ルノーのCM、感動を呼ぶ。女性カップルの数十年の大恋愛を凝縮しているから(動画)

2人の女性の同性愛を描いた感動作。実は車のCMだった。

女の子が他の女の子と出会い、恋に落ちる。告白し、疎遠になり、親にカミングアウトし、再会する... なんとも素敵なストーリー。

でも、実は車のCMだった。

フランスの自動車会社、ルノーのイギリス支社の広告動画が今話題になっている。

私はメディアで働くクィアな女性として、このような描写を待っていた。

交換留学プログラムのようなものに参加していると見られる少女が、現地の女の子と出会い、一緒に遊び、仲を深める。次の場面では成長した若者として再会し、海ではしゃぎ、ずぶ濡れのまま車内でキスを交わす。

しかし終盤、輝くオレンジの新車のバックシートに可愛い娘を乗せ、空っぽの道を運転する幸せな2人の場面に差し掛かる頃には、これが何なのかに気づいた。クィアの私の存在を認めてくれたと感じさせ、カフェにいるにも関わらず見ながら大泣きしたこの動画は、私に車を売るための資本主義の手法だったのだ。

そして広告らしく、「The All-NEW RENAULT CLIO (全く新しい ルノー クリオ)」の文字が、「30 YEARS IN THE MAKING(30年の年月を経て)」というメッセージと共に現れた。そのメッセージは、ルノー・クリオ(日本名はルノー・ルーテシア)の歴史のことだと思われるが、それと同時に、この動画で描かれた数十年に渡る大恋愛を意味し、もしかしたらイギリス最大のLGBTQ支援団体Stonewall U.K.の創立30年を示唆しているかもしれない。
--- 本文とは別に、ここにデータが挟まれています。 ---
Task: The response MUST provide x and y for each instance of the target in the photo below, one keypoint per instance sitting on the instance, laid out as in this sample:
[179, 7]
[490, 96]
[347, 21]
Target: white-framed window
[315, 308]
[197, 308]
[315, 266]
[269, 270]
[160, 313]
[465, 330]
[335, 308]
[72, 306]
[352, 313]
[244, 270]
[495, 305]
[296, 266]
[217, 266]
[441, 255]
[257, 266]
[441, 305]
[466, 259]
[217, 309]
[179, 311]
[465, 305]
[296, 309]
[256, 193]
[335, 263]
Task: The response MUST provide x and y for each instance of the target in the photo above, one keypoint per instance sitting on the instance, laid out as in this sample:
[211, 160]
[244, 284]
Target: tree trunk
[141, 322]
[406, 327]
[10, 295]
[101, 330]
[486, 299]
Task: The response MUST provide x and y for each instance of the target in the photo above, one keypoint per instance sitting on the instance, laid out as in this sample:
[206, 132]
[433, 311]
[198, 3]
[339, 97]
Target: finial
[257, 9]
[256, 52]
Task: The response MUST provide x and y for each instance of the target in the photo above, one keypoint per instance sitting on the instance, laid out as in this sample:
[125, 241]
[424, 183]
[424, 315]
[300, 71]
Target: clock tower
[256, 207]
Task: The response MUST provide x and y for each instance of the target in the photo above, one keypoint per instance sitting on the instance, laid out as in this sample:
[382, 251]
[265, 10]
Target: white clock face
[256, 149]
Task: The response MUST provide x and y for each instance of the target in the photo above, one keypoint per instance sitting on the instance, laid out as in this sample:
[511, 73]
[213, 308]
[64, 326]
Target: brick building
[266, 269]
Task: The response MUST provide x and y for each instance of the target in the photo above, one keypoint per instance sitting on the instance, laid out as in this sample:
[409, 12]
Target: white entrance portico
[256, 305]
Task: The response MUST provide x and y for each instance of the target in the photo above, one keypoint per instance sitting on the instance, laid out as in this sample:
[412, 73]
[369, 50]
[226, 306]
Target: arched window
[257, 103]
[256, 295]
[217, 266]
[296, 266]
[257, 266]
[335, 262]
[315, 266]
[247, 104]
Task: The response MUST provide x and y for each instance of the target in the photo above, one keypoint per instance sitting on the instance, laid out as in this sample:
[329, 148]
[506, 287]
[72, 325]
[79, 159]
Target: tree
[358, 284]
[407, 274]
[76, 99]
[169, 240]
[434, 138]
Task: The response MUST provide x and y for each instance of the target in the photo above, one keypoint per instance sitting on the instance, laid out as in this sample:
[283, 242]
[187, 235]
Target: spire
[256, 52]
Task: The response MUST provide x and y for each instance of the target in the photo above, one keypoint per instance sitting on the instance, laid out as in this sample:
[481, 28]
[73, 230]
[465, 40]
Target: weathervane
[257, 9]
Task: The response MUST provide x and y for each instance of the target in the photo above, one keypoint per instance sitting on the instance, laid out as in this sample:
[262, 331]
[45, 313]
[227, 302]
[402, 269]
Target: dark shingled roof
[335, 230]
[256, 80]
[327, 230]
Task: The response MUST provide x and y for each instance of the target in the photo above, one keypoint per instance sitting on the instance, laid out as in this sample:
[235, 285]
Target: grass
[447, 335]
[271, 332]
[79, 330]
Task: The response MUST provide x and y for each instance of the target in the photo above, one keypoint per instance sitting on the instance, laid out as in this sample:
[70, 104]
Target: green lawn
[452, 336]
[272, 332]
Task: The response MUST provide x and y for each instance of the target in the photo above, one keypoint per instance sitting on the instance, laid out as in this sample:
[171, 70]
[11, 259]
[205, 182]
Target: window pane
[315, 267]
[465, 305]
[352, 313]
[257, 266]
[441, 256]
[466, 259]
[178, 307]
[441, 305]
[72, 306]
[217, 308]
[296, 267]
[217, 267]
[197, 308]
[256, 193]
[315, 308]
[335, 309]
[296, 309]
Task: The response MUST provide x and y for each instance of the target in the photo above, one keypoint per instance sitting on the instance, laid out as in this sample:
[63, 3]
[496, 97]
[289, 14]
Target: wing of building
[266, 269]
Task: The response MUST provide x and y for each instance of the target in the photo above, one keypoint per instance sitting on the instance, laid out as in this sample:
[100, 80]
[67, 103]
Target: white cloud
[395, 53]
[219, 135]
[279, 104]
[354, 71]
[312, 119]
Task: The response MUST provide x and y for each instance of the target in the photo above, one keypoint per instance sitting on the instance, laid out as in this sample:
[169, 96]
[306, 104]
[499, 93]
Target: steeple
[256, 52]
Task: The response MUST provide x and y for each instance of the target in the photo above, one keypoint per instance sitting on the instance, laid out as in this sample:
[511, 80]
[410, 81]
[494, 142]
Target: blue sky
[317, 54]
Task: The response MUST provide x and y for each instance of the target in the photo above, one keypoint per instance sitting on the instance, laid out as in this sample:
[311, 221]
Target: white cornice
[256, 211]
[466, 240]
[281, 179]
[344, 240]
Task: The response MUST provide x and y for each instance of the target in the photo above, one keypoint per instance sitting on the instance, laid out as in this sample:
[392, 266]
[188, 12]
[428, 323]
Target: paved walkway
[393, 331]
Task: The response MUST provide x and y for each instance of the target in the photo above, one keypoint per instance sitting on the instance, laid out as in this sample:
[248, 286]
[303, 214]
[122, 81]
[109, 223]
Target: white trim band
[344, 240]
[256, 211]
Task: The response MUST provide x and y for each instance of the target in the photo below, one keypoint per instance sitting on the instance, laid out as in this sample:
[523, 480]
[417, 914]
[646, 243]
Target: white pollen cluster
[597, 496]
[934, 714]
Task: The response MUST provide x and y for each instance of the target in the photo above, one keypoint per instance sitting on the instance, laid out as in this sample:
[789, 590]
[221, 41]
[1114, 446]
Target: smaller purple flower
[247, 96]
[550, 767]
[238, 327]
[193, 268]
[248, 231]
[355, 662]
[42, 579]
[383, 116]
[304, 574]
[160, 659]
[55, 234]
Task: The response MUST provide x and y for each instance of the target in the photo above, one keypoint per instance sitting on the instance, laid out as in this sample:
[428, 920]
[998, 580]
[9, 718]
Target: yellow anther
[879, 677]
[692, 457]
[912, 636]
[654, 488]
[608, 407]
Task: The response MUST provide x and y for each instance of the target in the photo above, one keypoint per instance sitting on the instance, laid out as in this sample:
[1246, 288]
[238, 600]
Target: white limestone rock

もちろん、どれだけ感動的だとはいえ、これはあくまで広告だ、という冷静な見方の人も多い。

私自身クィアな女性として、自分の経験を映画で見ることはスペシャルなものがある。たとえそれが車の広告だとしても。だからといってこの車を買いたい?答えは「ノー」。

この広告が、私が中1のときのサマーキャンプで一緒に歌い恋した子と、いつか再会して一緒に夕暮れをドライブすることへの望みをくれる?これに対しての答えは「もちろんイエス!」だ。

他にも、この広告は、中心となるカップルのエンディングが、他の多くの映画やテレビが描くレズビアンカップルへの描写と比べ良かった、と多くの人々は指摘した。2016年に発表されたLGBTQ支援団体GLAADのレポートでは、2016〜2017年で25人のクィアな女性のキャラクターがテレビ番組の中で死を迎えている。2019〜2020年のレポートでは、改善はしているものの、クィアな女性キャラクターはテレビ上で過度に亡くなっているという。

そのため、このレズビアンの車広告で誰も亡くならなかったことは、多くの人にとっては「勝利」を意味する。それくらいで「勝利」と感じる状況にあるということは、どれだけLGBTQコミュニティの描写が不平等かが分かるだろう。

いずれにせよ、この広告はTwitterで広く拡散され、多くの人が感動し、涙を流しているようだ。

ハフポスト・カナダ版の記事を翻訳・編集しました。